The Federal Transit Administration is making up to $180 million in competitive grant funds through a notice of funding opportunity for its Low or No Emission or “Low-No” grant program.

[Photo courtesy of New Flyer.]

The FTA said its Low-No program helps eligible project sponsors purchase or lease low- or no-emission vehicles, while also supporting facilities that use advanced technologies to provide cleaner, more energy-efficient transit operations in communities across the country. This year’s NOFO will prioritize applications with an environmental justice component as well as those that will support workforce development activities to help America’s transit workers succeed, the agency said.

“The Biden Administration is committed to investing in clean transportation, and the Low or No Emission Program will put more American-made, energy-efficient buses into service across the country,” noted U.S. Transportation Secretary Pete Buttigieg in a statement. “This is an important step forward in ensuring that communities have access to high-quality, zero-emission transportation options.”

“Through the Low-No grant program, transit operators nationwide have the ability to replace aging buses near the end of their lifecycle with newer, cleaner models that are more efficient to operate and maintain,” added FTA Acting Administrator Nuria Fernandez.

In support of President Biden’s climate crisis executive order issued on January 20, FTA is placing a priority on projects that will help improve air quality in specific “non-attainment areas” around the country.

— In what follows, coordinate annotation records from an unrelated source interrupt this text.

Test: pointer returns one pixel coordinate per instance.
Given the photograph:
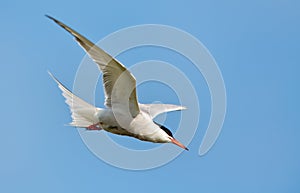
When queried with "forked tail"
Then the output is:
(83, 113)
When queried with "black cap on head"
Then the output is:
(165, 129)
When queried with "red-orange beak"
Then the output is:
(178, 143)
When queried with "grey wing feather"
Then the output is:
(119, 83)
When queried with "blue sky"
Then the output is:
(255, 44)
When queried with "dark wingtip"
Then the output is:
(52, 18)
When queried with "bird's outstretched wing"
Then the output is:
(155, 109)
(119, 84)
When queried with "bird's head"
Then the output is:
(170, 137)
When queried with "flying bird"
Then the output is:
(123, 114)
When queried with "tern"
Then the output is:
(123, 114)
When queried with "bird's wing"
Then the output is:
(119, 84)
(155, 109)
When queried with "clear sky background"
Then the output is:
(256, 45)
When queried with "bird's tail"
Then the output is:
(83, 113)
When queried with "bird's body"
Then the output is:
(123, 114)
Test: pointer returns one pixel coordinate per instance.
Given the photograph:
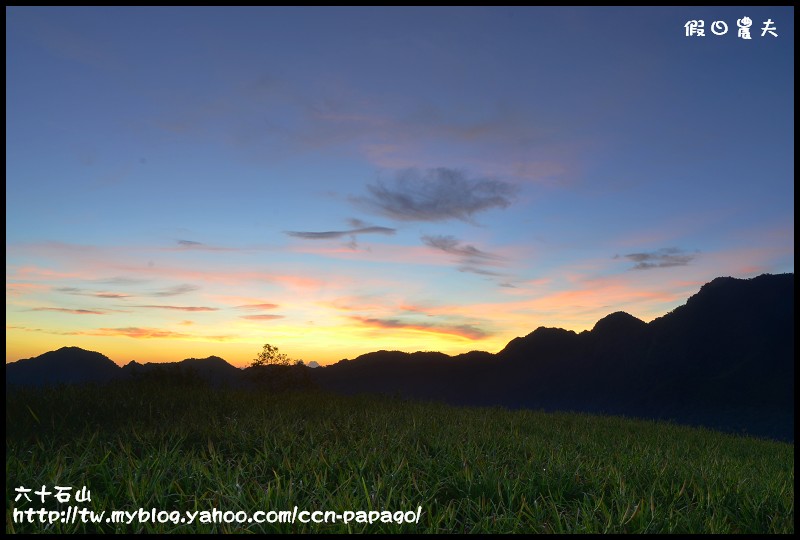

FTA also said all capital procurements made via these funds must meet its Buy America requirements, which mandate that all iron, steel, and manufactured products be produced in the United States. It also requires that the cost of components and subcomponents of rolling stock produced in the United States must be more than 70 percent of the cost of all components.  Additionally, as part of FTA’s commitment to helping transit professionals keep up-to-date on technological advancements, the agency said Low-No recipients are permitted and encouraged to use up to 0.5 percent of these grant awards for workforce development activities, with an additional 0.5 percent available to cover costs associated with training at the National Transit Institute.